Quando criança, fomos tão distantes e, ao mesmo tempo, tão íntimos,
George, você era um adulto de rosto jovial e eu, um moleque, uma criança
liricamente adulterada pelas suas primeiras canções de sucesso. Nas viagens de
férias para Guarapari ou para Angra dos Reis, meu tio João Gomes embalava
nossas jornadas on the road com as canções "Careless Whisper",
"Father Figure" e "One More Try" (essa a minha preferida)
gravadas do programa "Good Times" da Rádio 98 em saudosas fitas K7 - as
canções rolavam em ritmos sensuais e ao mesmo tempo melancólicos enquanto o
radialista, com aquele vozeirão característico, fazia a tradução imediata de
cada verso e era tão cafona e tão lindo ouvir as músicas assim e agora elas
sempre se repetem dessa forma em minhas lembranças como lágrimas tristes que escorrem
felizes e pueris no rosto enrugado. E, nossa!, isso é tão "One More
Try" e tão difícil e tão bonito e tão alegremente infeliz de se lembrar.

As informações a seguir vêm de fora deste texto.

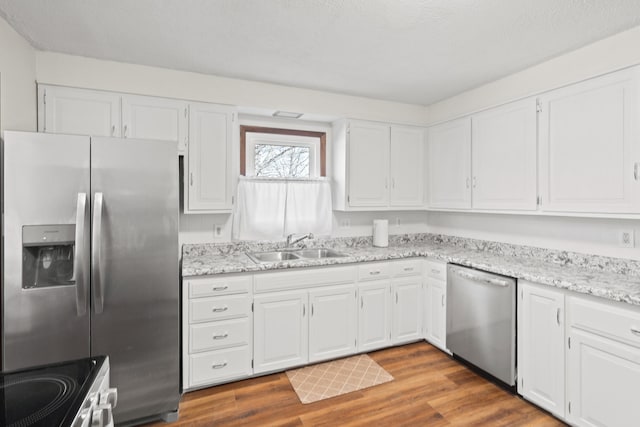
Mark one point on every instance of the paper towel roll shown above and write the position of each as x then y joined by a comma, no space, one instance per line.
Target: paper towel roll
381,233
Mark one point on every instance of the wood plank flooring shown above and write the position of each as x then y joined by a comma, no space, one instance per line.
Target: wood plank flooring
430,389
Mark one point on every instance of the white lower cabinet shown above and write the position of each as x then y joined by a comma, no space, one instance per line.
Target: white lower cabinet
436,303
603,363
541,358
374,315
280,330
332,322
216,329
407,309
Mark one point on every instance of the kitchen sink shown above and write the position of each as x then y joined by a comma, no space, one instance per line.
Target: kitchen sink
319,253
290,255
274,256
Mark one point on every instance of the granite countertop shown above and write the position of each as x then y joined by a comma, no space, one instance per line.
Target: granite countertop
610,278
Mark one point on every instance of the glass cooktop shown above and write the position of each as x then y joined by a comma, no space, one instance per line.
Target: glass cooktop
48,395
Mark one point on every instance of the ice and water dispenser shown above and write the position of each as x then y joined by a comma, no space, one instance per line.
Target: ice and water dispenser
47,255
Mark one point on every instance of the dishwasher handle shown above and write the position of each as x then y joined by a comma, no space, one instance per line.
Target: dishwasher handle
491,280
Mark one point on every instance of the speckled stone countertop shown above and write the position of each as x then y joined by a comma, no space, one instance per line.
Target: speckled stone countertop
610,278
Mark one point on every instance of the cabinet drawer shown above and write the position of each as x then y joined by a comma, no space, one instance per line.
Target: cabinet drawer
410,267
298,279
218,308
374,271
217,335
620,323
437,270
219,365
212,286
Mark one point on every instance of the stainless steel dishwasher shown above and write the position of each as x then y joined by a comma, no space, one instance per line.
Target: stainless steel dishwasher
481,320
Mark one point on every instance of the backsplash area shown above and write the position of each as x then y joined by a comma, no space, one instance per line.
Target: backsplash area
592,262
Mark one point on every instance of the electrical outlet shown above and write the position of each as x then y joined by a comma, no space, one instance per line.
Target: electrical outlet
626,239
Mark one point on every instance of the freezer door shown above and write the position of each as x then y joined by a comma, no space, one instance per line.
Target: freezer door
45,278
135,277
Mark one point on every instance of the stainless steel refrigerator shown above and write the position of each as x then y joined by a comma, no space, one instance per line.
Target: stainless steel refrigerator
90,261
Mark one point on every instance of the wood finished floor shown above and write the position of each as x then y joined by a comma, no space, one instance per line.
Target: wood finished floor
430,389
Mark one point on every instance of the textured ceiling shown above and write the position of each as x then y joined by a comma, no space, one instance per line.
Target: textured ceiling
415,51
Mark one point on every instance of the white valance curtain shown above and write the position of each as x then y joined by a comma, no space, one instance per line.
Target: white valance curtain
270,209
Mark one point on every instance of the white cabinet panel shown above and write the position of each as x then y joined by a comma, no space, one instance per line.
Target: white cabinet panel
541,357
407,310
504,157
449,164
602,381
438,313
210,161
589,146
280,331
161,119
368,165
374,320
407,165
332,322
78,111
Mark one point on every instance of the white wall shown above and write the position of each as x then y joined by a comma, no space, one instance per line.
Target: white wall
69,70
17,81
588,235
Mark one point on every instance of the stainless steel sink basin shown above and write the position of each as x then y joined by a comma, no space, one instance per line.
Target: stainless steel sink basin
290,255
275,256
319,253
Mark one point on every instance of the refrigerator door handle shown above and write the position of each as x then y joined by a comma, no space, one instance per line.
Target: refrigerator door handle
79,256
96,255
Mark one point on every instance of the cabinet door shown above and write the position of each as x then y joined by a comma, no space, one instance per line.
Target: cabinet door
438,313
368,164
280,331
407,165
504,157
449,164
407,310
602,381
589,146
374,319
210,161
79,111
541,352
162,119
332,323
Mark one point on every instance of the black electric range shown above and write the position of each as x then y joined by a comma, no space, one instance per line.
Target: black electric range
56,395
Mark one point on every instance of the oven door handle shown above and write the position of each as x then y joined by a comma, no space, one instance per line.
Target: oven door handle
482,278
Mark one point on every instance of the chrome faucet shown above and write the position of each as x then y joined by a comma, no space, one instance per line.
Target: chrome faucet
291,241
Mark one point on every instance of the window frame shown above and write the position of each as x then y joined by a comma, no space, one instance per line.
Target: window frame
246,144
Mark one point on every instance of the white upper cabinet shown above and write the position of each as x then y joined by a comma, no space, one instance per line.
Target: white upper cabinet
78,111
407,165
368,164
503,157
449,164
589,145
148,117
210,169
377,166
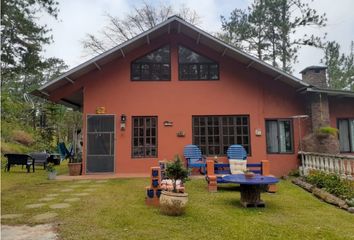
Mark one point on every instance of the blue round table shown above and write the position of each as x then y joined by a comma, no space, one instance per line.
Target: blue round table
250,188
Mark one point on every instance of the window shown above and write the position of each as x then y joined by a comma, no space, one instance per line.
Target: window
214,134
144,137
346,135
153,66
193,66
279,136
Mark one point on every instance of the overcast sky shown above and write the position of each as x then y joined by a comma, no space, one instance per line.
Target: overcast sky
79,17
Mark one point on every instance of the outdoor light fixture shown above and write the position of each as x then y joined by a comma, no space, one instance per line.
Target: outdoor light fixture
123,120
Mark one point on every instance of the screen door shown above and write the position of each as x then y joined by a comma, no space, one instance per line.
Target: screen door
100,143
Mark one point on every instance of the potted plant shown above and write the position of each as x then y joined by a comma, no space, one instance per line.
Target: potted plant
248,173
75,165
173,202
52,172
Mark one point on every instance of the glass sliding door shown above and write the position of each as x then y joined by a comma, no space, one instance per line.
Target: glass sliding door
100,143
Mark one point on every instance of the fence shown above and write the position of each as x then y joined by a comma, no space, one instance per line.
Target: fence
339,164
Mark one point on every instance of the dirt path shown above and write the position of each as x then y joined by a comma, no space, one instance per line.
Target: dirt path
24,232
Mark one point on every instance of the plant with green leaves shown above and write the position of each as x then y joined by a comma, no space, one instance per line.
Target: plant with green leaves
175,170
51,168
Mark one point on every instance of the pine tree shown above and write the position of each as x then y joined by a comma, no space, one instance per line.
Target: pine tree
340,66
272,25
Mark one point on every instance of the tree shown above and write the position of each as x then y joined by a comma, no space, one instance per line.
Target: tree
139,20
23,68
267,30
22,38
340,66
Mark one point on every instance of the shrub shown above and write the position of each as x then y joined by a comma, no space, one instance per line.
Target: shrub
332,183
22,137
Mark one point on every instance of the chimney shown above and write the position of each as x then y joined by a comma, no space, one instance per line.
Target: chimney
315,76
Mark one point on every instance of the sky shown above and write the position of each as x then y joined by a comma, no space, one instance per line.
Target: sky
80,17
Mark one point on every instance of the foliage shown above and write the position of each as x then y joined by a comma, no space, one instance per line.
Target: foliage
175,170
332,183
267,29
351,202
22,37
7,147
51,167
139,20
24,69
328,131
340,67
22,137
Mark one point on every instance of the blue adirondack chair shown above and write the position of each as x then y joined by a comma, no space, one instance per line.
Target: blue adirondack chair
236,152
194,158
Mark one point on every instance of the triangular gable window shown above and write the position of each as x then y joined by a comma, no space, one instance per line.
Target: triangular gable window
155,66
193,66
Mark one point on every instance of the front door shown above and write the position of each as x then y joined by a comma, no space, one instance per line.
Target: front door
100,143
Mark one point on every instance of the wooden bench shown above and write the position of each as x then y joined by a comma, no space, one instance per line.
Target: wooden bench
19,159
215,171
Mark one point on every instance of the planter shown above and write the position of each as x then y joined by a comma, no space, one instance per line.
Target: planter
173,204
74,169
52,175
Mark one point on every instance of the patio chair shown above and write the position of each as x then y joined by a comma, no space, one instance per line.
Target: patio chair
40,158
237,157
194,158
19,159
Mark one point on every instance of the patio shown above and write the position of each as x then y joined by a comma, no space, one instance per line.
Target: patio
116,210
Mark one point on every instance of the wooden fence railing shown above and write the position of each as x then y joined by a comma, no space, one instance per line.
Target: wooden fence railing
339,164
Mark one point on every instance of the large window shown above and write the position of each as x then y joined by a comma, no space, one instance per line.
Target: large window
346,135
279,136
155,66
144,137
214,134
193,66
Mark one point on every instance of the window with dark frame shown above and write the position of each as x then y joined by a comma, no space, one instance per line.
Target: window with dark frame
214,134
144,137
193,66
154,66
279,136
346,134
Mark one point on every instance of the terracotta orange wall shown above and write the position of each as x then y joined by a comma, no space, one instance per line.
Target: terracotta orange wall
239,91
340,108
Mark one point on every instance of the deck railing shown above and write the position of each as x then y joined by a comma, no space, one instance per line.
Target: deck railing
339,164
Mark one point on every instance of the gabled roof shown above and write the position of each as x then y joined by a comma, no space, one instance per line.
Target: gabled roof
174,23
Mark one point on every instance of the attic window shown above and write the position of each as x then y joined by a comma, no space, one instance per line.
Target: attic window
194,66
154,66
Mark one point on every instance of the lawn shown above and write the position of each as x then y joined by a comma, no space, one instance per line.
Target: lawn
116,210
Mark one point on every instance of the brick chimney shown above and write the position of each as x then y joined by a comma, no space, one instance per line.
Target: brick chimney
318,109
315,76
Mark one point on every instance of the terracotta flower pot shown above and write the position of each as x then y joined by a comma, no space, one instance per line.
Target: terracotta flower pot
52,175
74,169
173,204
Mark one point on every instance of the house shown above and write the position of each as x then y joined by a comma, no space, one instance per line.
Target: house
175,84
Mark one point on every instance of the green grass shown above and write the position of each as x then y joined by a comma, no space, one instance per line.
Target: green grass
117,211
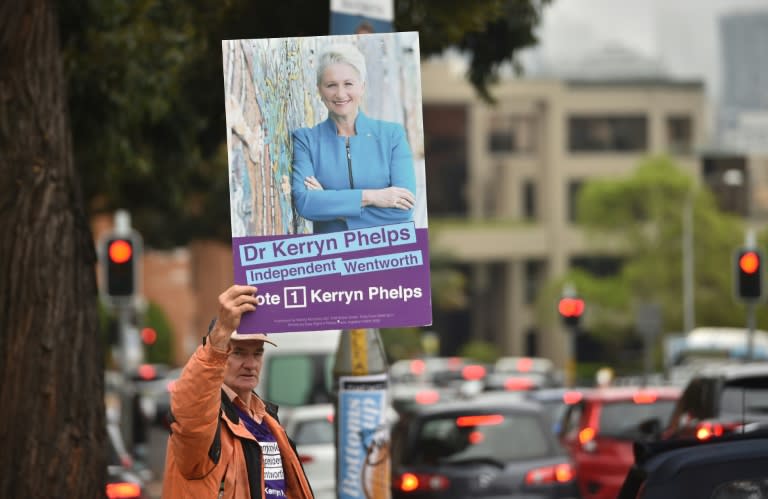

Naquelas viagens de carro com meu tio João Gomes, ele, professor 24 horas sem
diploma de magistério, aproveitava para me ensinar interpretação de textos, eu,
um pirralho, tendo a chance de me comunicar, opinar, responder-lhe perguntas
complexas como: "Afinal, Brunno, quem é essa 'professora' que aparece na
canção "One More Try" do George Michael?"; "Conta aí,
garoto, o que ele quis dizer com "Pés culpados não dançam" na
"Careless Whisper"?" e foi assim que eu descobri, aos oito,
nove, dez, onze, doze anos, que eu amava interpretar, eu amava as metáforas,
metonímias e eufemismos de suas canções, George Michael, e eu devo isso a você
e ao meu tio João Gomes, intermediador de nossa história de Amor (sim, Amor
maiúsculo, platônico, infinito e sem pecado). E agora é fim de 2016 e meu tio
anda bastante doente, lutando contra um câncer incansável, guerreiro
enfraquecido, mas ainda João Gomes, ainda guerreiro com uma dor insuperável que
também dói em mim, mesmo quando tento fingir que ela não nos machuca tanto
assim, e agora é fim de 2016 e você não é mais um adulto com ar jovial e eu não
sou nenhum menino encantado com minhas primeiras interpretações textuais e você
nem aqui está mais para eu lhe pedir perdão por ter me afastado tanto tempo de
suas canções, do meu eu menino (a porra dos pés culpados continuam impedindo
minha dança, um "Careless Whisper" interminável com aquele sax sexy que
transa com eternos flashbacks e não me deixa esquecer você e que você foi
embora e é mais outra droga de dor bonita nesta droga de ano que parece o
demônio que chora dos olhos do corvo de Edgar Allan Poe na tradução de Fernando
Pessoa), e agora é fim de 2016 e o verso "Goodbye" se repetindo na
canção "One More Try" porque neste último dia desse maldito ano ouço
a canção repetidamente enquanto escrevo essa
carta-elegia-não-sei-o-quê-não-sei-por-quê-de-tanto-desespero-loucura enquanto
o Ozzy, o cachorro labra-latas de minha namorada, meu amigão, às vezes se
tranca no banheiro por causa dos canalhas fogueteiros que ainda comemoram ano
novo com estardalhaços que incomodam os cães e às vezes paro de escrever para
vê-lo e deixo "One More Try" tocar e ficamos ali no banheiro, a
canção melancólica ferida por fogos de artifícios comemorando uma porcaria de
fim de ano cheio de crises, canalhice, abutres políticos e tragédias que não
trazem porra nenhuma pra comemorar ainda mais com barulhos que incomodam os
animais mais sensíveis que os parasitas seres humanos e tanta dor e tanta morte
desfilando com champanhes parcelados no 2016 que não acaba, cujo fim é
comemorado por uma cambada de gente que não liga e é melhor eu encerrar essa
carta, George, pois meus dedos já tremem de raiva por essa explicável, mas
descontrolada dor que me faz encerrar as postagens dessa porcaria de 2016 com uma
carta-elegia-não-sei-o-quê-não-sei-por-quê-de-tanto-desespero-loucura que eu
jamais pensei escrever. Que venha 2017, que essa porcaria de 2016 finalmente se
acabe, infelizmente cheia de infelizmentes, sem você, que venha 2017, "maybe
just one more try", talvez somente mais uma tentativa, né, George, é
melhor encerrar assim, com alguma esperança perdida, como você encerrou
"One More Try", mesmo dizendo antes "Goodbye", talvez
somente mais uma tentativa, mesmo depois do adeus.